Despite the fact that demo-proclb and its many children are scattered throughout the cluster, this simple (and unmodified) command kills them all. If you desire manageability, availability, and scalability in one clustering solution, OpenSSI may be just what you are seeking.

Conclusion

The OpenSSI project will continue to integrate with other open source and proprietary software to increase the value of existing solutions by improving their manageability, availability, and scalability. By providing the basic building blocks for all cluster types, the OpenSSI project also creates the potential for entirely new solutions based on OpenSSI. In the future, it will simplify the development of highly available and scalable applications, which will reduce the cost of innovation in these critical markets.

OpenSSI is an open source project whose success depends on the contributions of its community. If its vision for the future of clustering is something you would like to support, please consider helping by submitting detailed bug reports, writing documentation, fixing bugs, or developing new features. You can send email to: [email protected] to express your interest.

Acknowledgements

The authors thank Bruce J. Walker of HP's Office of Strategy and Technology for his review and advice in preparing this article.

References

Pfister, Gregory F. In Search of Clusters. Prentice Hall, 1998, ISBN 0-13-899709-9.

Bookman, Charles. Linux Clustering. New Riders, 2003, ISBN 1-57870-274-7.

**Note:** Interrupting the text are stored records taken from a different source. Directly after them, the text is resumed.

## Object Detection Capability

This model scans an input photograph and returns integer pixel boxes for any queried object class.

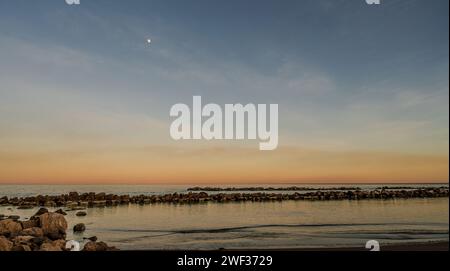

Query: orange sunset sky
[0,0,449,184]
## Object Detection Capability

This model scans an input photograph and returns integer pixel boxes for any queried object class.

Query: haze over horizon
[0,0,449,184]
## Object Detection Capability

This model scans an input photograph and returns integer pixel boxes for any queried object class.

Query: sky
[0,0,449,184]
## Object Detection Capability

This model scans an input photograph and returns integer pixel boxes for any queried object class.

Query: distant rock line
[0,187,448,209]
[187,186,447,192]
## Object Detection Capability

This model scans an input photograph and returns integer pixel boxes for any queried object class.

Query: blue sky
[0,0,449,183]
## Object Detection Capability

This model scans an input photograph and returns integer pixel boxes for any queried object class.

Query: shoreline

Walker, Bruce J. "Open Single System Image (OpenSSI) Linux Cluster Project", a technical whitepaper available on the OpenSSI.org Web site.

The OpenSSI home page -- http://OpenSSI.org

The Etherboot home page -- http://Etherboot.org

The OpenGFS home page -- http://OpenGFS.sf.net

The Lustre home page -- http://Lustre.org

The LVS home page -- http://LinuxVirtualServer.org

Richard Ferri is a Senior Programmer at IBM's Linux Technology Center, where he contributes to and writes about open clustering solutions. He studied at Georgetown University with a concentration in English. He lives in upstate NY with his wife, Pat, three teenaged sons, and an ever-changing cast of critters.

Brian J. Watson is an OS Developer for HP's Office of Strategy and Technology, where he designs features and writes documentation for the OpenSSI Clustering Project. He majored in Astronautical Engineering at Penn State University. He enjoys hiking mountain trails around Los Angeles and savoring fine beer at his local home-brewing club.